Quand nous essayons d’identifier les signaux d’alarme de déflation, le problème est que nous disposons de relativement peu de périodes de déflation à prendre comme modèle. En effet, les deux seuls épisodes disponibles sont la Grande Dépression des années 30 et plus récemment le Japon des années 90. La déflation est définie comme une baisse persistante du niveau général des prix. Les indicateurs de diffusion devraient par conséquent constituer un guide utile pour mesurer à partir de quel moment les baisses de prix deviennent généralisées. Alors qu’au Japon la moitié des composants clé de l’indice des prix à la consommation étaient négatifs en glissement annuel à la fin des années 90, l’indicateur reste actuellement très faible aux États-Unis avec seulement 7 % d’entre eux indiquant une tendance déflationniste.
Un autre moyen d’étudier la déflation est d’observer un élargissement de l’écart de production. La déflation survient au cours d’un ralentissement économique ou d’une récession lorsque la demande baisse comparativement à l’offre et lorsque, pour rester concurrentielles sur le plan des ventes, les entreprises baissent leurs prix. Cependant, l’écart de production présente une plus forte corrélation avec les évolutions du taux de l’inflation sous-jacente plutôt que celui de l’inflation elle-même. Même si nous entrevoyons clairement la formation d’un écart de production négatif alors que la croissance ralentit fortement sous la tendance, l’inflation sous-jacente doit encore diminuer (l’inflation sous-jacente est encore proche de 2 % dans la zone euro et au Royaume-Uni).
La chute de la demande et des baisses de salaires pourraient s’alimenter mutuellement dans une spirale baissière. Par conséquent, la résistance des salaires est un élément déterminant à surveiller. Jusqu’à présent, la croissance des salaires demeure plutôt soutenue.
On a beaucoup glosé sur les options politiques disponibles quand les taux à court terme atteindront zéro et il existe un large consensus sur les options à considérer. Celles-ci comprennent l’achat de la dette à long terme du gouvernement pour réduire les rendements obligataires afin de stimuler l’activité, la dévaluation du taux de change, réévaluer les mérites de l’inflation (le rôle de la communication de la banque centrale est important), augmenter la cible d’inflation, introduire une cible de prix plutôt qu’une cible d’inflation, et enfin sous-financer la hausse des déficits budgétaires (création monétaire).
Nous pensons qu’il est toujours nécessaire de surveiller la dérivée seconde, c'est-à-dire l’évolution du momentum macro.
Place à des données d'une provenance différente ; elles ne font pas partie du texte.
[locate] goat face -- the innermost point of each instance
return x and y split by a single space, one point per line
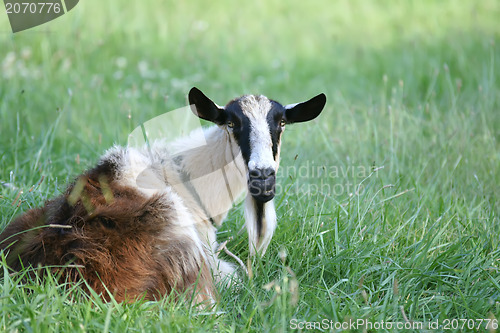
256 123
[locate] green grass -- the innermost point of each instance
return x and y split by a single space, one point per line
412 86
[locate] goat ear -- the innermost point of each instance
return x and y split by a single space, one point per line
203 107
305 111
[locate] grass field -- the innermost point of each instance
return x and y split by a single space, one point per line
390 202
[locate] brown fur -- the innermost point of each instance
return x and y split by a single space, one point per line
115 238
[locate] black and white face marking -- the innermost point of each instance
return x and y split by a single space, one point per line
257 123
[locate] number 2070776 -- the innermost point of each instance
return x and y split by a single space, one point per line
33 7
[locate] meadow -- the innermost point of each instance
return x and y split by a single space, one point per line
388 208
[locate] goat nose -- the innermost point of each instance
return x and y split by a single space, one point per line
268 172
255 173
261 173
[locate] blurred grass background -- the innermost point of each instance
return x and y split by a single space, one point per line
412 87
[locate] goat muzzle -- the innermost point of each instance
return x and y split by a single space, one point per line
261 184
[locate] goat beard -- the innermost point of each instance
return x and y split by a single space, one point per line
260 220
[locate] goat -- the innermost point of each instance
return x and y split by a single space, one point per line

Une nouvelle détérioration à partir de l’étiage économique constaté au cours du quatrième trimestre 2008 est hautement invraisemblable et nous avons vu récemment l’évolution des données statistiques montrer une certaine amélioration. En temps normal, si la dérivée seconde montre une amélioration, les actifs à risque augmentent. L’indice des nouvelles commandes de l’ISM manufacturier est l’un des meilleurs indicateurs avancés, disposant de l’historique le plus long pour la plus importante économie mondiale. L’histoire nous apporte de nombreux exemples de cas montrant que les actions rebondissent fortement quand les nouvelles commandes dépassent le seuil de 40.
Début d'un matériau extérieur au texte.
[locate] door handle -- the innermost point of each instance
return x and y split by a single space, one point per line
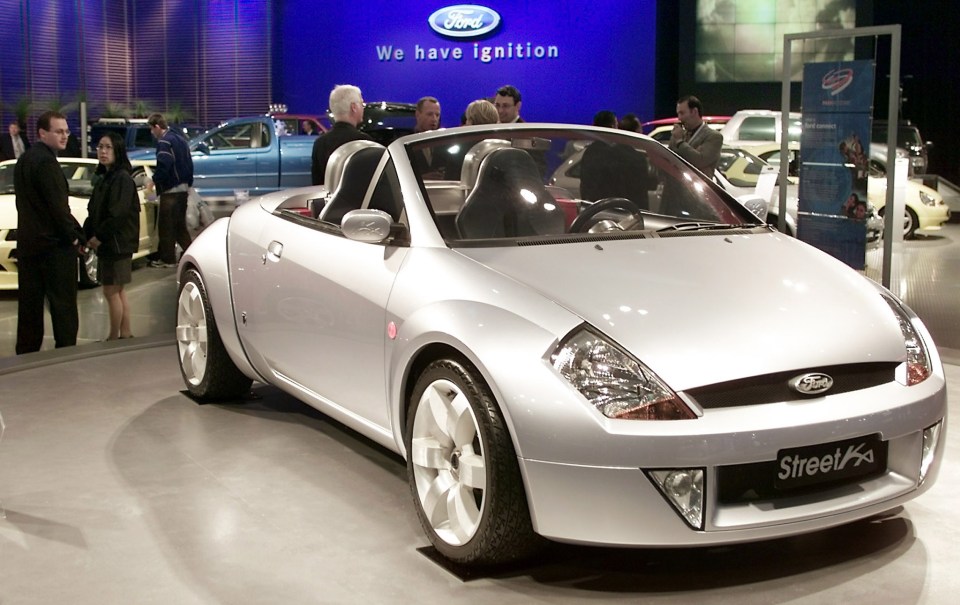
274 252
Nous ne sommes pas en train de bâtir un argumentaire haussier autour de l’amélioration d’une sérié de statistiques mais plutôt de mettre en lumière la nécessité de devenir plus constructif, particulièrement sur certains secteurs cycliques bon marché (materials). Nous ne croyons pas à une rotation sectorielle, du fait que nous ne sommes pas engagés dans un cycle d’activité normal, mais simplement que certaines valeurs cycliques bon marché (actions minières, sidérurgiques) constituent des opportunités intéressantes.